After violently fending off pirates Rambo drops off the aid group, and having witnessed his brutal tendencies they dispense with his services. But Michael, Sarah and the rest of the aid workers are captured by the Burmese army and held hostage. Their church assembles a team of mercenaries including caustic ex-SAS operative Lewis (Graham McTavish) and sharpshooter School Boy (Matthew Marsden), and Rambo joins them on a dangerous mission to find and rescue the hostages.

A full 20 years after the previous instalment, Sylvester Stallone brings back the Rambo character for another go-around in the Asian jungles. With Stallone directing and co-writing, this is a quickie effort clocking in at under 90 minutes, and notable mostly for excessive blood and gore, even for this genre. The battle scenes seem to revel in imagery of bodies being mangled and blown apart at every opportunity, and the slaughterhouse aesthetic overpowers anything else Stallone may have had in mind.

Which is not much. The story is a standard fare rescue operation overly familiar from the days when Chuck Norris used to churn out low budget, micro intelligence derivatives. Here Stallone gets fully trapped in the White Saviour trope, all the prominent doctors, aid workers and mercenaries uniformly white and all the locals essentially indistinguishable Asians. The unnamed chief villain spits out venom in his untranslated local language and may as well carry the "monster" stamp on his forehead given the complete lack of context.

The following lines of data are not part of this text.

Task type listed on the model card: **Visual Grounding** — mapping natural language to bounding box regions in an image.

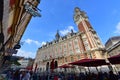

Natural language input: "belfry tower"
[74,7,104,58]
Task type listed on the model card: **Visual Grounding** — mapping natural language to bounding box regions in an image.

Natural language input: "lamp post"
[0,2,41,71]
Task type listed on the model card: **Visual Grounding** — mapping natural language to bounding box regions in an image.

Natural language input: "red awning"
[59,64,74,68]
[108,54,120,64]
[69,59,108,67]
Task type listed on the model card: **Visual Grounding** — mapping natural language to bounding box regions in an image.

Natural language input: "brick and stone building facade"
[33,7,105,70]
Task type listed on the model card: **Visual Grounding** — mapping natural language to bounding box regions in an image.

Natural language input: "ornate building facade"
[33,7,105,71]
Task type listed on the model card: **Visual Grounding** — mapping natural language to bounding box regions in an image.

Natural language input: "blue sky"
[14,0,120,58]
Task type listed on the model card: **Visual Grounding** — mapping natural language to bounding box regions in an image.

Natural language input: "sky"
[13,0,120,58]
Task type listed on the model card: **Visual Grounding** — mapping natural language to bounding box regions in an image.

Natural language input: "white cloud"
[14,49,36,58]
[115,22,120,34]
[25,39,41,46]
[60,26,76,35]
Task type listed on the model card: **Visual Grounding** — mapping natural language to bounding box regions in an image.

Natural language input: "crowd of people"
[0,70,120,80]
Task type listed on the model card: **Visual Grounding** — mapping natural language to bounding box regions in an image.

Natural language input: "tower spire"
[74,7,103,58]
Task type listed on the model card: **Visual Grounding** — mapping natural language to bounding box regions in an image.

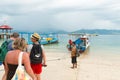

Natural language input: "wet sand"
[0,52,120,80]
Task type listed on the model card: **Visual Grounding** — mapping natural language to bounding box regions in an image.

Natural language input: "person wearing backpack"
[71,42,77,69]
[28,33,47,80]
[2,32,19,80]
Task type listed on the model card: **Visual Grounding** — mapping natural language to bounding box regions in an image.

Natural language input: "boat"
[67,35,90,53]
[40,34,58,45]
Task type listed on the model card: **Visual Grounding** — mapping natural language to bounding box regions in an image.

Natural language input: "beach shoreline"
[0,52,120,80]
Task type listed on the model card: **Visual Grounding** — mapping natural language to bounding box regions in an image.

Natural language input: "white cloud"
[0,0,120,31]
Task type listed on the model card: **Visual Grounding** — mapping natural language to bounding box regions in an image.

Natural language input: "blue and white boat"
[67,35,90,53]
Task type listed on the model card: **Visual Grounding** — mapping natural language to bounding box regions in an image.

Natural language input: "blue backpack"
[0,40,12,64]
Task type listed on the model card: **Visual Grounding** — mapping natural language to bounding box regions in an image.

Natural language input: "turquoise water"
[44,34,120,61]
[0,34,120,60]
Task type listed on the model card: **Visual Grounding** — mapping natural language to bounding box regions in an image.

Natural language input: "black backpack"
[30,44,42,64]
[0,40,13,62]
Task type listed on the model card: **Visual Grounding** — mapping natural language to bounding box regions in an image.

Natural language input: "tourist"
[28,33,46,80]
[2,32,19,80]
[71,42,77,68]
[5,38,36,80]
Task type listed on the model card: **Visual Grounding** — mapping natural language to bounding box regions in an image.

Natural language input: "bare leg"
[2,73,6,80]
[35,74,41,80]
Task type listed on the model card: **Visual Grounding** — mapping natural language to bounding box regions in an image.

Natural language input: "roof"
[0,25,13,30]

Rambo's brooding presence offers the only spark of interest. With Stallone now a weathered 62 years old, his economical stares and grunts serve the character well, the hollow blankness behind his eyes the result of stoic disillusionment and a prescribed destiny of never fitting in unless actively engaged in the business of killing.

Beyond the main character are interchangeable fields of massacre saturated with the blood of faceless victims and countless enemy soldiers, Rambo unable to overcome the agony of his most resilient enemy: the useless sequel.